Sector: if spreads on the autos sector as a whole widen or narrow, the trade is unaffected.
Credit: minor changes in the market sentiment toward Distressed Debt Inc. should leave the trade unaffected.


3. Currency risk
• Example: Buy dollar debt on Levi's and sell euro-denominated debt.

• Theory: because the US corporate bond market is more liquid and there is a greater diversity in the investor base, when companies are affected by either positive or negative headline news, it will prompt a less exaggerated response in the dollar market than in euros.

• Neutralizes:
Market: if spreads on credit in general widen or narrow the trade is unaffected.
Sector: if spreads on the autos sector as a whole widen or narrow, the trade is unaffected.
Credit: a change in the market sentiment toward Levi's should leave the position neutral.


4. Credit volatility
• Example: buy exposure to the credit market using a basket-linked note, such as Trac-x or iBoxx.
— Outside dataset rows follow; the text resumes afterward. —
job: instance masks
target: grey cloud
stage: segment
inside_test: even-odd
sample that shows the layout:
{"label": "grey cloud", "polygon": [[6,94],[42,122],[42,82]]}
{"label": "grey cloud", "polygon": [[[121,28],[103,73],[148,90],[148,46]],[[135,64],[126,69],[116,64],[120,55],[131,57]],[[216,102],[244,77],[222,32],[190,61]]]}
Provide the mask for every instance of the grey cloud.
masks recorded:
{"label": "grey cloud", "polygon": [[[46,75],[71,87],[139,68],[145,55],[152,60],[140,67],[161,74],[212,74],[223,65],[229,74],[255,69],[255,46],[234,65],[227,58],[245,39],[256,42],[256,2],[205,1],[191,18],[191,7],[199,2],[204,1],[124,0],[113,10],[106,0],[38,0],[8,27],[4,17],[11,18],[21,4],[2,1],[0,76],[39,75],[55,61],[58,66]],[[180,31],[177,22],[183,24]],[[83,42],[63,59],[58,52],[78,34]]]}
If the fund believes volatility will be high, it will buy both a three- or six-month call and a put option on the index at today's price.
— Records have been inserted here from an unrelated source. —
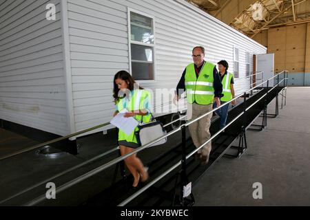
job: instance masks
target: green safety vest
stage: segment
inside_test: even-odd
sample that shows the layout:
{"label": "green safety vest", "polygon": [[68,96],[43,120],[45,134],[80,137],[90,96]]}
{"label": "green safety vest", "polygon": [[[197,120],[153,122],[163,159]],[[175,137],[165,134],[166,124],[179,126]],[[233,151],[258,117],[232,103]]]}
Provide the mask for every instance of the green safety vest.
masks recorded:
{"label": "green safety vest", "polygon": [[231,80],[231,78],[233,78],[233,74],[227,72],[222,80],[222,94],[224,96],[220,98],[220,100],[223,102],[229,102],[232,99],[231,91],[230,90],[230,82]]}
{"label": "green safety vest", "polygon": [[186,67],[185,89],[186,96],[189,103],[194,101],[199,104],[211,104],[214,99],[214,88],[213,87],[213,70],[215,65],[205,62],[198,78],[196,75],[194,63]]}
{"label": "green safety vest", "polygon": [[[147,100],[146,99],[150,99],[151,94],[148,91],[145,89],[135,89],[134,90],[134,93],[132,97],[130,97],[129,99],[126,98],[120,98],[117,102],[117,106],[118,109],[118,111],[122,111],[124,109],[124,103],[123,102],[127,102],[127,109],[128,111],[134,111],[134,110],[143,110],[145,109],[145,102]],[[149,104],[150,103],[149,103]],[[146,116],[134,116],[134,119],[137,121],[143,123],[149,122],[152,118],[152,114],[148,113]],[[121,129],[118,131],[118,140],[126,140],[127,142],[138,143],[136,135],[134,134],[135,131],[138,131],[138,128],[136,127],[134,131],[130,135],[127,135],[125,132],[123,132]]]}

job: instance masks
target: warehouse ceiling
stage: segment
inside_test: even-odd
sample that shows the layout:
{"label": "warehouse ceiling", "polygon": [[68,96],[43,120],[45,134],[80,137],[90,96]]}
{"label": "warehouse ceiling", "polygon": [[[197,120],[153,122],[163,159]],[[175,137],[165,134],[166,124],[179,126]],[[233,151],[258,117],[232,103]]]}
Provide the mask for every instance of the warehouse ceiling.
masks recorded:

• Theory: an option is worth the amount past the strike price that the underlying asset moves. So, if the market goes up or down by a lot, the value of one option increases by a lot - the other becomes worthless. In theory, high enough volatility will mean that the value of one of the options is greater than the cost of buying the original two options.

Note, the problem with trading the volatility in credit is that no measure yet exists for it, unlike in the equity markets where investors can look to the Vixx as a measure of credit.


5. Correlation between defaults
Correlation trading
• Example - buy the most junior tranche within a collateralized debt obligation or tranched basket-linked note, such as Trac-x or iBoxx. If the correlation between defaults increases, the value of the investment increases.

• Theory: if correlation between default increases, the value of the lowest tranche increases. Since one default is sufficient to wipe out the lowest tranche in a collateralized debt obligation, the investor does not mind.

6. Capital structure arbitrage
A debt and equity strategy that exploits the differences in the pricing of the two markets.
• Example: buy bonds in Distressed Debt Inc. and sell the equity in the same company.

• Theory: Distressed debt companies are usually oversold, especially in Europe where the distressed debt investor base is smaller. If the company goes through Chapter 11 or into liquidation, the bonds will have some recovery value and the equity will go to zero. If the company recovers, the equity short can be removed and the bonds will appreciate.

• Neutralizes:
Market: if spreads on credits in general widen or narrow, the trade is unaffected.
Sector: minor changes in market sentiment toward Distressed Debt Inc. should leave the trade unaffected.


7. Convertible arbitrage
In reality this is either a long-only credit strategy or a credit neutral because of the difficulty in short-selling convertibles.
• Example: buy a convertible bond and short the underlying equity.

• Theory: a convertible is a bond with an option to buy equity. When the equity market is volatile this option becomes more valuable because it is more likely to be exercised. The hedge fund will also short-sell the equity to hedge the exposure from the equity option.

Hedge funds have continued to make money with a convertible arbitrage strategy in 2003 largely because of the tightening in credit spreads. Because volatility in the equity market has been low – the Vixx is around 20 – the strategy has really become a long credit one.